Освободили досрочно, начальник колонии сдержал слово. С бригадой простилась по-человечески: когда получила расчет и была уже за зоной, зашла в магазин, на семьдесят восемь рублей купила чаю, колбасы. Все это нелегально, разумеется, со знакомой шофершей передала в зону — пусть бабоньки вспомнят добрым словом.
И вот она подошла к своему двору…
Вечер уже наступил. На улицах никого, шел мокрый, липкий, весенний снежок. Тишина и благодать над Дранкой. Окно в доме светилось: пришел с работы. Остановилась у калитки.
Это была уже не та Надька. Нет, она не постарела — говорят, «в сорок пять баба ягодка опять», а ей еще и сорока не было, — а, может, наоборот: спокойная, задумчивая стала, достоинство появилось. И куда делись все вихляния и хиханьки, взвизгивания и дурашливость! Впрочем, в глубине души, на самом дне ее лежало, конечно, нерастраченное за эти годы…
И как узнали, что в каптерку кое-что принесут? Не успел, наверно, гонец добежать до дома деда Чомбы — сейчас вся монополия находилась у бабы Поли, потому как спуск флота — страдная пора и в магазине был сухой закон, — как в боцманскую повалила публика.
Громыхая брезентовой робой, ввалились почти в полном составе сварщики, стеклись маляры, плотники, Мишка во главе своего «комплекса» пришел.
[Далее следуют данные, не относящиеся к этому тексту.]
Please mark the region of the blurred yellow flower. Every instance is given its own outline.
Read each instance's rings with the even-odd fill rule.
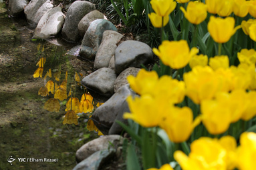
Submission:
[[[221,134],[229,129],[233,113],[224,102],[214,99],[203,100],[201,111],[203,123],[211,134]]]
[[[148,169],[147,170],[173,170],[173,169],[170,165],[170,164],[166,163],[166,164],[162,165],[162,167],[160,169],[150,168],[150,169]]]
[[[160,28],[164,27],[169,22],[169,15],[164,17],[164,23],[162,23],[162,17],[157,15],[155,13],[148,13],[148,18],[150,19],[152,25],[156,28]]]
[[[186,7],[186,11],[183,7],[180,10],[186,19],[193,24],[202,23],[207,17],[207,6],[203,3],[190,1]]]
[[[66,108],[65,111],[68,111],[72,110],[75,112],[75,113],[78,113],[80,112],[80,102],[79,101],[78,98],[71,97],[66,104]]]
[[[58,112],[59,111],[60,105],[57,99],[51,98],[47,100],[43,106],[43,109],[49,111]]]
[[[174,153],[174,159],[182,169],[227,169],[227,152],[217,140],[201,137],[191,143],[190,149],[188,156],[181,151]]]
[[[199,49],[196,47],[190,50],[185,40],[164,41],[159,45],[158,49],[154,48],[152,51],[164,65],[175,69],[185,67],[191,57],[199,52]]]
[[[186,141],[194,128],[200,123],[200,118],[193,121],[193,113],[188,107],[180,108],[170,105],[168,110],[159,126],[166,132],[171,141],[180,143]]]
[[[74,111],[68,111],[64,117],[64,120],[62,122],[62,124],[75,124],[76,125],[78,125],[78,117]]]
[[[191,69],[197,65],[205,67],[208,65],[208,57],[203,54],[195,55],[191,57],[188,64]]]
[[[240,17],[247,15],[249,12],[249,2],[246,0],[234,0],[233,11],[234,14]]]
[[[229,16],[233,12],[234,0],[223,0],[223,7],[217,13],[221,17]]]
[[[237,30],[241,27],[241,25],[235,27],[235,19],[233,17],[210,17],[210,21],[207,25],[208,31],[213,40],[219,43],[227,42],[231,36],[235,33]]]
[[[184,73],[186,95],[196,103],[212,99],[220,90],[220,80],[209,66],[197,66],[191,71]]]
[[[37,69],[35,71],[33,77],[34,78],[37,78],[40,76],[40,77],[41,78],[43,76],[43,67],[38,67]]]
[[[241,25],[242,27],[242,29],[243,31],[243,32],[245,33],[245,34],[249,35],[249,27],[251,27],[251,25],[253,23],[256,23],[256,20],[255,19],[249,19],[247,21],[243,21],[242,23],[241,23]]]
[[[43,97],[45,97],[47,95],[49,95],[47,88],[45,87],[41,87],[41,88],[38,91],[38,95],[41,95]]]
[[[243,49],[240,52],[237,53],[237,58],[240,63],[255,65],[256,63],[256,51],[253,49]]]
[[[229,67],[229,59],[227,55],[215,56],[210,58],[209,65],[214,71],[219,68],[227,69]]]
[[[161,17],[169,15],[176,5],[176,1],[173,0],[151,0],[150,4],[154,12]]]
[[[237,155],[240,170],[255,169],[256,133],[244,132],[240,136],[240,144],[237,149]]]
[[[164,95],[164,94],[162,94]],[[130,113],[124,114],[124,119],[131,119],[145,127],[155,127],[162,122],[166,114],[170,103],[160,99],[153,98],[150,95],[132,99],[129,96],[126,99]]]
[[[205,0],[208,12],[217,14],[224,7],[223,0]]]
[[[140,70],[136,77],[127,77],[130,87],[139,95],[152,93],[158,80],[158,75],[156,71],[147,71],[143,69]]]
Пришел и Страх со своими. Одет по-парадному: в мичманке, болоньевом реглане, из-за голенища сапога торчит папка с документами, в контору, видно, собрался.
Ежась, влетел Гуталин. В засаленной до блеска с короткими рукавами и без единой пуговицы — проволочкой стянуто — телогрейке, посиневший весь.
Сняли Гуталина с флота, на берегу теперь уродуется, переносной движок обслуживает — самая нудная и неблагодарная работа: движок старый, постоянно глохнет, стоит под открытым небом. Гуталин то и дело прыгает вокруг него с ветошкой да ключами, слушая брань сварщиков в свой адрес. А погорел он, можно сказать, глупо, из-за своего не в меру длинного языка — хотел сострить, да не получилось.
Недели две назад организовали они «коверкот» на «Спутнике», пойла у бабы Поли достали по «тарифной» цене, разумеется. В рабочее время — у Страха свой распорядок или, точнее, никакого распорядка. Об этом пронюхала Торпеда, она теперь по распоряжению Геннадия Семеновича состояла на очень важной должности: брала на карандаш всех прогульщиков, кто бездельничал, опаздывал на работу, пьяных — само собой.
И вот он влетает, Геннадий, на «Спутник». Злой-презлой. Только в рубку, а из рубки навстречу Гуталин поднимается со стахановской сковородой, на которой окурки, обглоданные кости и всякий мусор.
— Что это?
— А это, Геннадий Семенович, — на полном серьезе отвечает Гуталин, — бичам на второе несу.
— Я серьезно спрашиваю.
— А я серьезно и отвечаю. Бичам на закуску.
— Ты еще издеваешься надо мной?!
Леха на камбуз, Геннадий за ним. Выскочили на палубу — Геннадий на камбузе кочергу прихватил — и носятся вокруг мачты друг за другом: один замахивается кочергой, а другой защищается сковородкой.